Страница 48 из 61
— Так вот, потешная история припомнилась мне, — начал он весело и беззаботно. — Приехал к нам в Одессу судить игру Аркадий Семенович… Помнишь его, Ваня?
— Еще бы! Он государственным тренером работал.
— Ну, сыграли мы матч и собрались поужинать в портовом ресторане. Одесситы — народ веселый: выпили по одной и сразу же повторить собираются. Аркадий Семенович перевернул свою стопочку вверх дном — и ни в какую. Больше одной, говорит, не принимаю и вам не советую, потому что впереди — игра. Наш защитник, солидный такой по комплекции, вроде Поддубного, стал его уговаривать:
— Ну Аркадий Семенович… Ну миленький… Ведь копченая скумбрия на столе!
— Нет, братцы, точка, — говорит Аркадий Семенович. — Слово мое из самой что ни есть легированной стали.
— Боже мой! — возмутился защитник. — Возможно, вы не считаете нас интеллигентами? Ну посмотрите на этих очаровательных мальчиков: они окончательно застеснялись…
За соседним столом матросы с какого-то танкера именины своего боцмана отмечали. Сначала шел между ними очень шумный разговор, а потом они негромко запели песню «Раскинулось море широко».
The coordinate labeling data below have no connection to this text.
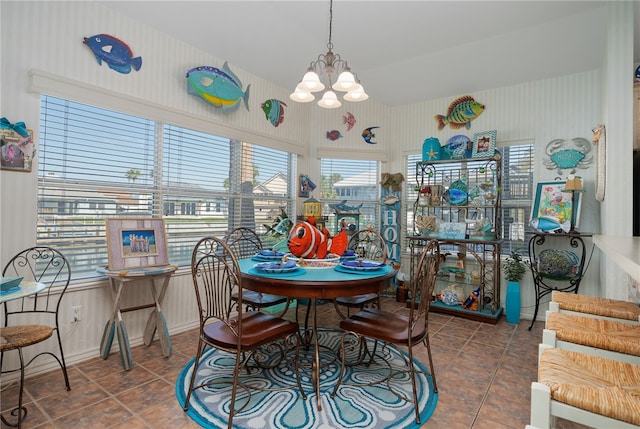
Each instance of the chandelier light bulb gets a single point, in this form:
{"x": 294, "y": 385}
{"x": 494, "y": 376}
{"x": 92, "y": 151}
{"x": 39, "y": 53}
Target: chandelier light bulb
{"x": 311, "y": 82}
{"x": 346, "y": 82}
{"x": 329, "y": 101}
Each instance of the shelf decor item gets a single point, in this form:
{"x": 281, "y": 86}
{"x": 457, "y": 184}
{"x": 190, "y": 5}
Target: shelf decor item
{"x": 514, "y": 269}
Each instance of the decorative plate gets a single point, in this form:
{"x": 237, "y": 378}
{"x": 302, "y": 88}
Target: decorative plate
{"x": 275, "y": 267}
{"x": 329, "y": 262}
{"x": 457, "y": 147}
{"x": 362, "y": 265}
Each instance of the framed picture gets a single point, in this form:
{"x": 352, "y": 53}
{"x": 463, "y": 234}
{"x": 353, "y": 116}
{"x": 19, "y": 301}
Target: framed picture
{"x": 484, "y": 144}
{"x": 305, "y": 186}
{"x": 17, "y": 150}
{"x": 136, "y": 242}
{"x": 551, "y": 201}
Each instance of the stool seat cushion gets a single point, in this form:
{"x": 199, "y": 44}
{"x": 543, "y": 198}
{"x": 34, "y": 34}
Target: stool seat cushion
{"x": 596, "y": 305}
{"x": 604, "y": 334}
{"x": 603, "y": 386}
{"x": 15, "y": 337}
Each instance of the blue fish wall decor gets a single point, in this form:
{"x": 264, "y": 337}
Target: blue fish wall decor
{"x": 273, "y": 110}
{"x": 334, "y": 135}
{"x": 368, "y": 135}
{"x": 460, "y": 113}
{"x": 221, "y": 88}
{"x": 113, "y": 51}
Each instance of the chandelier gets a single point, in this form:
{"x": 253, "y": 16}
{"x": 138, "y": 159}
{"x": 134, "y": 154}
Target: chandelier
{"x": 327, "y": 65}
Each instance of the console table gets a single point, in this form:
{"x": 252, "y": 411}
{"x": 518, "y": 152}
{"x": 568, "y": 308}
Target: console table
{"x": 156, "y": 321}
{"x": 571, "y": 272}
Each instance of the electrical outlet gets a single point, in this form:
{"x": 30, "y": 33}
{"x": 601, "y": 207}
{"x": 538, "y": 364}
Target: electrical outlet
{"x": 75, "y": 313}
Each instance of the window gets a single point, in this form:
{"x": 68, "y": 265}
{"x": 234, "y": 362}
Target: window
{"x": 350, "y": 183}
{"x": 95, "y": 163}
{"x": 517, "y": 192}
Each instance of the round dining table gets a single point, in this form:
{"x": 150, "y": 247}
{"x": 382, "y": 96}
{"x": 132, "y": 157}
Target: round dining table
{"x": 315, "y": 284}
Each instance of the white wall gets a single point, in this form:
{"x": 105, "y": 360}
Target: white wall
{"x": 564, "y": 107}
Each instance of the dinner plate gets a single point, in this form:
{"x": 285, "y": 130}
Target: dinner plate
{"x": 364, "y": 265}
{"x": 275, "y": 268}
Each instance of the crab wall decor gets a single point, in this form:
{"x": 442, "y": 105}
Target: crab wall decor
{"x": 564, "y": 155}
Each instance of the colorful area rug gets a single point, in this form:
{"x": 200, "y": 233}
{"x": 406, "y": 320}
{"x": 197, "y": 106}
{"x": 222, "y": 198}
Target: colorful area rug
{"x": 353, "y": 407}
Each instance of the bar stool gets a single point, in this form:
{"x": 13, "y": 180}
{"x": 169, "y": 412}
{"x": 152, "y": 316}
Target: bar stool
{"x": 601, "y": 337}
{"x": 623, "y": 311}
{"x": 585, "y": 389}
{"x": 16, "y": 338}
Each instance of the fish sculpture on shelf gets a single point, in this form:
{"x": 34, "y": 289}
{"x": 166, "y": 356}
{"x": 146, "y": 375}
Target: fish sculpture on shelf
{"x": 113, "y": 51}
{"x": 274, "y": 111}
{"x": 549, "y": 224}
{"x": 562, "y": 156}
{"x": 221, "y": 88}
{"x": 368, "y": 135}
{"x": 342, "y": 207}
{"x": 334, "y": 135}
{"x": 350, "y": 120}
{"x": 307, "y": 241}
{"x": 460, "y": 113}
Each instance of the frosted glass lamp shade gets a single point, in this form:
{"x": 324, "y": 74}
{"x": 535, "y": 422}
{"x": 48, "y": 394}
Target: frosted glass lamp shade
{"x": 311, "y": 82}
{"x": 356, "y": 94}
{"x": 345, "y": 82}
{"x": 329, "y": 101}
{"x": 300, "y": 95}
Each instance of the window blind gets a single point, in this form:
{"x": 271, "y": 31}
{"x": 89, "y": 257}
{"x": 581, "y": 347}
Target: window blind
{"x": 354, "y": 183}
{"x": 96, "y": 163}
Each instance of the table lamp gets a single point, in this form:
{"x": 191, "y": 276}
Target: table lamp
{"x": 573, "y": 185}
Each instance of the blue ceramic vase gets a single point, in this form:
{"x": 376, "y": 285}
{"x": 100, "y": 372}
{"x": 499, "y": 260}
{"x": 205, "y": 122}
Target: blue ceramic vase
{"x": 513, "y": 302}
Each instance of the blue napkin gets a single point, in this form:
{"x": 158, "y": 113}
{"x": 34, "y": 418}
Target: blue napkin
{"x": 270, "y": 253}
{"x": 363, "y": 264}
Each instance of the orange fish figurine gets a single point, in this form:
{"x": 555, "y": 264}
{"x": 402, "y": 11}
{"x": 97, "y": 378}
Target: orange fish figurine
{"x": 307, "y": 241}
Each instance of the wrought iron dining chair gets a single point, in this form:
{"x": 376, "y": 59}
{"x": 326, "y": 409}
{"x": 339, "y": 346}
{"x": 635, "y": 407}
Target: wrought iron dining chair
{"x": 393, "y": 328}
{"x": 368, "y": 244}
{"x": 17, "y": 338}
{"x": 43, "y": 265}
{"x": 244, "y": 243}
{"x": 215, "y": 273}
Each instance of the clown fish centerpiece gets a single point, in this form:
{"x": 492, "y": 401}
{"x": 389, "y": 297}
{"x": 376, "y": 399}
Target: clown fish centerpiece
{"x": 307, "y": 241}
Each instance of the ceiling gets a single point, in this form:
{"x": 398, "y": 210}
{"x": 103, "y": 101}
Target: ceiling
{"x": 402, "y": 51}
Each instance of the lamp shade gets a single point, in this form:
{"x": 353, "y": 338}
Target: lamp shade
{"x": 329, "y": 101}
{"x": 345, "y": 82}
{"x": 356, "y": 94}
{"x": 311, "y": 82}
{"x": 301, "y": 96}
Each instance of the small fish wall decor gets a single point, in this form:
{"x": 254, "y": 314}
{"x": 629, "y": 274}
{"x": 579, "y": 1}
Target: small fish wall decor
{"x": 563, "y": 155}
{"x": 113, "y": 51}
{"x": 460, "y": 113}
{"x": 274, "y": 110}
{"x": 350, "y": 120}
{"x": 368, "y": 135}
{"x": 222, "y": 88}
{"x": 334, "y": 135}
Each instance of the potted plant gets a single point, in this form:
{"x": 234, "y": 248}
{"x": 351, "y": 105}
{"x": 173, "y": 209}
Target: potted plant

Только один морячок, сидевший у края стола, почему-то не пел. Мрачно насупившись, он смотрел на нас и время от времени гримасничал. Эти его необидные выходки я заметил сразу же, как только мы сели за стол, но сделал вид, что ничего не замечаю… Кривил он свою физиономию, наверное, больше часа и вдруг поднялся, подошел к Аркадию Семеновичу, цап его за волосы огромной ручищей и — по уху… Мы, конечно, встали за своего тренера, а моряки — за своего дружка. Хорошо, что милицейский патруль проходил и всех нас, рабов божьих, в отделение милиции отвезли. Дежурный спрашивает у моряка:
— Вы это за что же, гражданин, к мастеру спорта придрались? Сами, наверное, когда матч — контрамарочку на стадион добываете, а если мастер спорта кушать захотел, так вы ему настроение портите?
Матрос пуще прежнего разозлился, кулаками замахал.
— А если он мастер спорта, так что же, все ему позволено? Гляньте, он и сейчас смеется надо мной — опять подмаргивает…
Милиционер строго посмотрел на Аркадия Семеновича.
— Перестаньте моргать, гражданин… Не злите человека.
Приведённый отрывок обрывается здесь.